Sorry to hear about your recent FT.com subscription problems. I thought I might try and explain a couple of the oddities you encountered in your renewal process.
When we moved to a 'metered' access model for FT.com in November 2007, we upgraded all of our long-standing customers, like yourself, to the newly-created 'Premium' service level. We did this so that you wouldn't lose access to parts of the site, like Lex, that had been included in your old subscription package. Naturally, we kept you on the same 'old' rate.

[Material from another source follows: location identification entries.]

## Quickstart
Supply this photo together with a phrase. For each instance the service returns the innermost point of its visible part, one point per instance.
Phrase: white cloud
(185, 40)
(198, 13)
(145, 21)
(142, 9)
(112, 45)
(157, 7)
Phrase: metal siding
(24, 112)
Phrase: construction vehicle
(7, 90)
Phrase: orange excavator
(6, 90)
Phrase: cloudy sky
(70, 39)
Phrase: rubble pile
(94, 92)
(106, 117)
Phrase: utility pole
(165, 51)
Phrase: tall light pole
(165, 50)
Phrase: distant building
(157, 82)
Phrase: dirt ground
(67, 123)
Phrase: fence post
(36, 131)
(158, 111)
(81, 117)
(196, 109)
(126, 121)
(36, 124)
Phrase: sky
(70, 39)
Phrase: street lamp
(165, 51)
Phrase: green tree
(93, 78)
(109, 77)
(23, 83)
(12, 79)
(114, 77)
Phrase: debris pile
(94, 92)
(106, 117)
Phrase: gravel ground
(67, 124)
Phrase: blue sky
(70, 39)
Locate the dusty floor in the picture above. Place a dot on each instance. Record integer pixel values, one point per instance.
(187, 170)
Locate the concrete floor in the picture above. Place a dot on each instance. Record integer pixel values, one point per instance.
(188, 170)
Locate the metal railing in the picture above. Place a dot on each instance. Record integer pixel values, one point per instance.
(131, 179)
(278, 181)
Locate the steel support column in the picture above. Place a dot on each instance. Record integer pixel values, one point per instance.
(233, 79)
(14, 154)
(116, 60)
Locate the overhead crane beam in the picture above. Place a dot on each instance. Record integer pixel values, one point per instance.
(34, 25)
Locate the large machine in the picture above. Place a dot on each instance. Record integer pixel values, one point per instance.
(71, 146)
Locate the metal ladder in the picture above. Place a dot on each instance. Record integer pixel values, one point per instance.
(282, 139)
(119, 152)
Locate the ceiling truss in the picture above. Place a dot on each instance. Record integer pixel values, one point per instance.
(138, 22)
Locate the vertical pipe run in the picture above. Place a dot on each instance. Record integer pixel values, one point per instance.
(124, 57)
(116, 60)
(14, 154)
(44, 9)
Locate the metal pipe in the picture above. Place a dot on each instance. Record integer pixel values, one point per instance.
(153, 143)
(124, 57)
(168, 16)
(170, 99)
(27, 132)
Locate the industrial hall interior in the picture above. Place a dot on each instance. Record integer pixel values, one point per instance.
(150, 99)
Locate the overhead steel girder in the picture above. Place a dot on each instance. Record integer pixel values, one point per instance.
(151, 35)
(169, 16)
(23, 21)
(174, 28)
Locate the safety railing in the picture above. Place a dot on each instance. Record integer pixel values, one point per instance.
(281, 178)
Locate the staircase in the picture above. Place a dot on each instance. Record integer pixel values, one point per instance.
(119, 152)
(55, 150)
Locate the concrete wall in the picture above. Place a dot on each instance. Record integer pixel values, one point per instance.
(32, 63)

By the time your subscription fell due for renewal, your 'old' rate had fallen considerably behind the £25.99 a month we charge new 'Premium' subscribers, and even behind the £17.50 we charge new 'Standard' subscribers. Fortunately, you have a long history as a customer of the Financial Times and therefore qualify for special treatment - hence the £12.98 offer, or 50%-ish discount. I appreciate that a price increase is rarely welcome and I'm sorry that you have had a bad experience, but some legacy subscription offers are simply not sustainable given our commitment to invest in the product.
Since 2007 we've been working hard to upgrade the site and add new features such as the interactive portfolio, Lexicon glossary of financial terms, Editor's newsletter and the FT Newsmine email service. At the same time we've attempted to charge a fair price, which reflects the high quality content and services we try to deliver.
Our editorial team is over 500 strong and it includes some of the world's leading commentators on finance and business. It's an expensive resource to maintain and it's important that our prices reflect the costs we incur. Even after your recent rate increase, it will still cost you less than 50 pence per day to access some of the world's finest journalism. We feel strongly that this is excellent value for money - I hope you agree.
Please be assured that we do not upgrade customer's subscriptions by default at renewal, and that we scrutinise all our marketing efforts for even the perception of a 'bait-and-switch'. If you think any of our offers are misleading, I would like to hear about it and remedy it.My reply:
Thanks - those are all fair comments.
I hope my blog post didn't come across as implying anything unfair on your part, though I guess I may have unduly emphasised my surprise at noticing the increase! I do agree that 12.98 is a perfectly reasonable price and was happy to renew at that rate.
It would be interesting to know the reaction of new subscribers to the £26 monthly price, though I appreciate that's probably commercially sensitive information. It sounds a little expensive to me but that's partly because I got used to the older £6.25 rate.
Could I post a copy of your email on my blog as a followup to the original article?And the response:
by all means post, leigh
i only wish we had access to your kind of constructive engagement from more of our users
on new subscriber acquisition: i can tell you that we're attracting a lot more new customers than we were this time last year - but a raft of marketing and product development initiatives are influencing that, not just price.So no discounts! But as you can see, I wasn't really asking for one. Congratulations to the FT (or at least to this particular individual, but I do think he is representative of the culture there) for listening, and for a constructive and informative response.